BOĞAZ ONLARA ZEHİR OLDU
Çanakkale öyle bir yer ki, düşünün merminiz yok, topunuz yok, tüfeğiniz yok, var olanlarda çok az ama karşı tarafa değiş 1, değil 2, değiş 3, onlarca güçlü devletin birleşip donanmalarla üstünüze geldiği, sizin karşı koyabileceğiniz bir tane silahınız var. Metrekareye 6 bin tane merminin düştüğü bir yerdir Çanakkale. Düşman ordusu geliyor, ilk geçecekler orayı, bir bakıyor ki çok zor bir şey burayı geçmek. Çünkü tabyalarda iki bin tane top var. Fransız komutan diyor ki çok zor. Ama aslında neydi biliyor musunuz? Bin 800 tanesi soba borusu. 200 tanesi gerçek top. Onlar aynı zamanda o imanlarının vermiş olduğu güç ile bir akıl kullanıyorlar. İlk gelişlerinde o Fransız gemisi, komutan bir yüzbaşını çağıyor diyor ki, ‘Olur ki denizi geçeceğiz ama mayın döşemiş olabilirler’ diyor. Oraya mayın döşeyen bir gemi var; Nusret Mayın Gemisi. Aslında Nusret Mayın Gemisi’nin döşemiş olduğu o mayınları temizlediler. Bir olay oluyor, aynı zamanda savaş bir zekadır. Onun donanması var, kısıtlı sayıda mermin var ama zerka… Bir yüzbaşını çağırıyor diyor ki sen önden git, o mayınlarını temizledikten sonra biz büyük gemileri geçirelim. Bu da gidiyor döşenmiş olan mayınları temizliyor. Bizimkiler, şöyle düşünüyor; bunlar o bizim döşemiş olduğumuz mayınları temizlemiş olabilirlerde. Savaş karşı hamler. O gece Nusret Mayın Gemisi tekrar mayın döşüyor. Mayınları dik döşedi. Normal savaş stratejisinde farklı ama o dik döşedi. Bir sebebi vardı; 1 tane ortaya mayın koydu. Bunlar mayınların temizlendiğini düşünüyordu zaten. Gemilere yol verdiler, gemiler giderken sıkıntı yok. Gemi geldi tam topun menziline girip bir tane top mermisi yiyince, ne oldu diye geri dönmeye çalışınca dikine döşenmiş olan mayınlara hepsi çarptı. Dönerken çarptılar. Derken, o boğaz onlara zehir oldu”

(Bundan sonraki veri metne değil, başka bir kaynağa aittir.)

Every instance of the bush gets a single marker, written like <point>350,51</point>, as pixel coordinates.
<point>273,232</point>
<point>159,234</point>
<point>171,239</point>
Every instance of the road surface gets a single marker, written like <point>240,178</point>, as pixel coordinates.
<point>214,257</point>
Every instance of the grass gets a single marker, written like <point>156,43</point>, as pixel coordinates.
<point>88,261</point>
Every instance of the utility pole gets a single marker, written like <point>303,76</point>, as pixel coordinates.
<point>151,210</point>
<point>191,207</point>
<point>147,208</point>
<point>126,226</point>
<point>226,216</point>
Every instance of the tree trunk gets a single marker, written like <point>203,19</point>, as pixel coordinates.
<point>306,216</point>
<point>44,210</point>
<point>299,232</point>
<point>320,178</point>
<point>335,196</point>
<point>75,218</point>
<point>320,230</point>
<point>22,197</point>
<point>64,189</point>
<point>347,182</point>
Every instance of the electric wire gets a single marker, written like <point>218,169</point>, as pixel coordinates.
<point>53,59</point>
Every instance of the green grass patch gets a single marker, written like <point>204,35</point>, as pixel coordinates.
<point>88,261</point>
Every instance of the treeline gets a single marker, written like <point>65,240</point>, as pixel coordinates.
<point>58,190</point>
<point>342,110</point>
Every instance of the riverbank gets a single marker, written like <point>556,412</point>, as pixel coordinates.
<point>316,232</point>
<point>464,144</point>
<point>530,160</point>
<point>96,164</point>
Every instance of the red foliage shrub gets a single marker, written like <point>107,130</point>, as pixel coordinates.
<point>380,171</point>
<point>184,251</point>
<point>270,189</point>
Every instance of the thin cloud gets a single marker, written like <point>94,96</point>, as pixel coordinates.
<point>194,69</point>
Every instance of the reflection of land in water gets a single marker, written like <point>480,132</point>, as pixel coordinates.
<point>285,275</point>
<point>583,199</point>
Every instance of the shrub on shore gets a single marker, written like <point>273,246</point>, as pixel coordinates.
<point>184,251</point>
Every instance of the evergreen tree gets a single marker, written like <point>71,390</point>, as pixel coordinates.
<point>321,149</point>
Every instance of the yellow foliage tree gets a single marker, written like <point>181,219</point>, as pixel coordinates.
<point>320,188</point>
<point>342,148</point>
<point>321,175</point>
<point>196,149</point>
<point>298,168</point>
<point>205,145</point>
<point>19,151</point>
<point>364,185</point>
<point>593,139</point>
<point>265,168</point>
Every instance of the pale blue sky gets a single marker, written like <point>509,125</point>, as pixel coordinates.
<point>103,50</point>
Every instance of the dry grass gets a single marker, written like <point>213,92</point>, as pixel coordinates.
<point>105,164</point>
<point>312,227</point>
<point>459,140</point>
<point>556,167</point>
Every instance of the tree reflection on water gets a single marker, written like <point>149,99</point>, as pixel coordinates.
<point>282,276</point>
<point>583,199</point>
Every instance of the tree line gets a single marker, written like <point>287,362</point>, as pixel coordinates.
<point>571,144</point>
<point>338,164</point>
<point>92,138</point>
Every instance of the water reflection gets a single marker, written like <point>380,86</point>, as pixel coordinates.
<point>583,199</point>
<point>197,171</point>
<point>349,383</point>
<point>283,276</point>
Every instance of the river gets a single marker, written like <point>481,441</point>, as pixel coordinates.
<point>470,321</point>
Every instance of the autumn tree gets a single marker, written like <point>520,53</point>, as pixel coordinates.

BİZİM BÜYÜKLERİMİZDE O İMAN VARDI
“Çok güçlü gemileriniz olabilir. Ama bir şey var ki o yoksa, her savaşı hayatınızda kaybedersiniz. Bir şey varsa, az da olsanız her zaman galip gelirsiniz. O bir şey; İmanınızdır. Bizim büyüklerimizde o iman vardı. O imanla yola çıktılar”
Programın sonunda ise gençlere Çanakkale menüsünde yer alan üzüm hoşafı ikram edildi.